I am not blaming the lawyer. My goodness, if I were his defense lawyer, no one would ask him one thing without my permission, and they would have to give a lot to get an answer to anything. All I am suggesting is we are at war, these two people fit the profile of folks who are trying to kill us, they are tied to overseas organizations potentially, so why in the world can't our country have some time with this person in the national security legal system to find out about what he knows and how they planned this attack, to make the rest of us safer.

I believe in due process. And he, in that system, can go to a judge and say, I am not an enemy combatant, and the government would have to prove he is. So he has due process there. But here is what I believe deeply, and then I will turn it over to Senator Ayotte of New Hampshire. I believe the closer one gets to our homeland, the more rights we have as a people to defend ourselves. I don't want a police state. I don't want to live in a country where we can't express who we are and what we believe in and to argue and have a different view of religion. But, by God, given the times in which we live, I don't want to become deaf and blind to the threats that are real in our own backyard. I want a system that can find out about guys like this before they kill us.
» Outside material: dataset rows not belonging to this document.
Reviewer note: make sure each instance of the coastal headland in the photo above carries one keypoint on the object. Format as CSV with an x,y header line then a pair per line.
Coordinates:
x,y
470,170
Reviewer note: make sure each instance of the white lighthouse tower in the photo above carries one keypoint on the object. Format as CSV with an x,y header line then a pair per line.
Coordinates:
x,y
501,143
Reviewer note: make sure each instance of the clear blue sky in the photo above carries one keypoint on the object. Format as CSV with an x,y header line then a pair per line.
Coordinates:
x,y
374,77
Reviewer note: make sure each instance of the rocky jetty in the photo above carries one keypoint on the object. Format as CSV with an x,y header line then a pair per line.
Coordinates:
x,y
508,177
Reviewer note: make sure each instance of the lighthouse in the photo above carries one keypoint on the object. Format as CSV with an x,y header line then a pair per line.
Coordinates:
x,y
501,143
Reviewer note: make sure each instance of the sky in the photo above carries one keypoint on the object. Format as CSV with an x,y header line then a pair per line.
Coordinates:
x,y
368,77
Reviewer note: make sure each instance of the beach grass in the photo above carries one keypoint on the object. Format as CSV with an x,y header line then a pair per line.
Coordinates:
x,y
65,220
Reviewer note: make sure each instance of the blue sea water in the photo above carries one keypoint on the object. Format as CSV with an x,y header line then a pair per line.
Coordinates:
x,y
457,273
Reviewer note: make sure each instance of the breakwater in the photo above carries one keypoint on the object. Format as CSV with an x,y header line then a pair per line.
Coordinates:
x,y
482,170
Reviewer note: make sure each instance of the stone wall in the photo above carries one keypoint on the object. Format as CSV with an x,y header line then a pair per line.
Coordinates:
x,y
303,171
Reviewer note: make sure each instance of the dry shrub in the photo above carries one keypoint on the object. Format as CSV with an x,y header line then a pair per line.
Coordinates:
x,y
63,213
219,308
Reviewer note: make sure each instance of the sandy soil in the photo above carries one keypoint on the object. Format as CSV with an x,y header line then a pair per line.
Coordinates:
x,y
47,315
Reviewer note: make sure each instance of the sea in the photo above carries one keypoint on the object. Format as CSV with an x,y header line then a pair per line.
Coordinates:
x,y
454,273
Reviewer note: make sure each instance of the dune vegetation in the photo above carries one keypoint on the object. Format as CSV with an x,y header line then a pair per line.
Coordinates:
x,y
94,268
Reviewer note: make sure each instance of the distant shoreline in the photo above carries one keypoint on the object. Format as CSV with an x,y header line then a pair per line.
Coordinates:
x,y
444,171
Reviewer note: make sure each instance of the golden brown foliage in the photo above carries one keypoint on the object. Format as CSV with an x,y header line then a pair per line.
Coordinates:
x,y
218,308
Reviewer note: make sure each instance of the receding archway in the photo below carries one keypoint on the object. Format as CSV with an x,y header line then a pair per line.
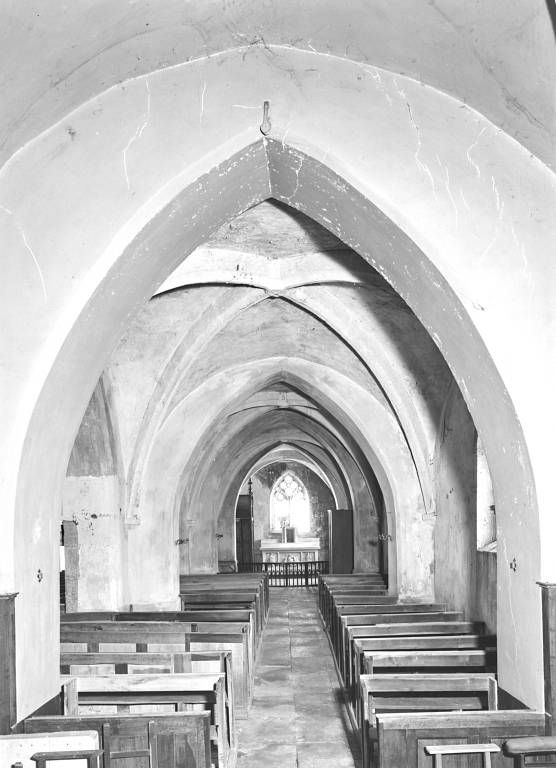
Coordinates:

Let me tell you, ladies and gentlemen, if we don't gather good intelligence and we don't hit them before they hit us, there is more to come.

BREAK IN TRANSCRIPT

Mr. GRAHAM. Yes, if I may, hats off to the Boston, MA, police officers, to the Presiding Officer's town. Our heart breaks for the victims. Bostonians made us proud. They show us how to stay brave. The FBI and everybody did a great job, but how we missed this I still want to know.
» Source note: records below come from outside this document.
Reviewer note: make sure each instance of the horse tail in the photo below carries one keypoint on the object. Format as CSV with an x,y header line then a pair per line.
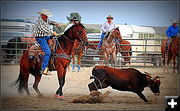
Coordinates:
x,y
19,83
130,51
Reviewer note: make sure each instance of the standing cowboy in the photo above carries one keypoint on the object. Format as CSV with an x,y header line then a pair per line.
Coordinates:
x,y
171,32
106,27
42,33
73,18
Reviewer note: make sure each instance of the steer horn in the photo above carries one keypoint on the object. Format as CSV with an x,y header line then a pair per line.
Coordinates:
x,y
91,77
162,77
The Senator from New Hampshire was the former attorney general of New Hampshire. She knows the difference between fighting a war and fighting a crime.

I have been a military lawyer, I have been a civilian lawyer, and I am all very much for the idea of due process being given to everyone charged with a crime, including this man. He deserves to be presumed innocent, to have a lawyer, and a jury to find him guilty or innocent. He deserves all that because it makes us better and safer. But what we should not give up as a Nation is the ability to find out about future attacks in a logical way. We are at war, and in the law of armed conflict, national security applies here, in my view, because of the type of incident involved and the threats we face.

I wish to hear from Senator Ayotte, who has become one of the most knowledgeable people on the topic. She has tried people in New Hampshire--death penalty cases--and if she doesn't mind, perhaps she can share with us her view of where the battlefield is, what kind of laws to apply to a situation such as this.

Mr. GRAHAM. I thank the Chair.

I would ask the Senator from New Hampshire, how do we get the death penalty when the only way we can get information out of the suspect is to go through his lawyer? If we can't have this national security interrogation, where there is no lawyer, to get information to protect against a future attack that can't be used in a trial, don't you think the lawyer is going to say: I am not going to have my client talk to you unless you promise not to seek the death penalty?

Ms. AYOTTE. I would say to the Senator from South Carolina, I don't know how that isn't possible in this case. Any defense lawyer--as they should--to defend their client, there is no way they will allow that individual who committed the terrorist attack in Boston to speak to one investigator now, if we get additional information or we have followup questions, without taking the death penalty off the table.

That is the defense lawyer's job. I respect them for that. But it puts our Nation in an awkward position to have to negotiate with a defense lawyer when we have questions for someone who has committed a terrorist attack against our Nation.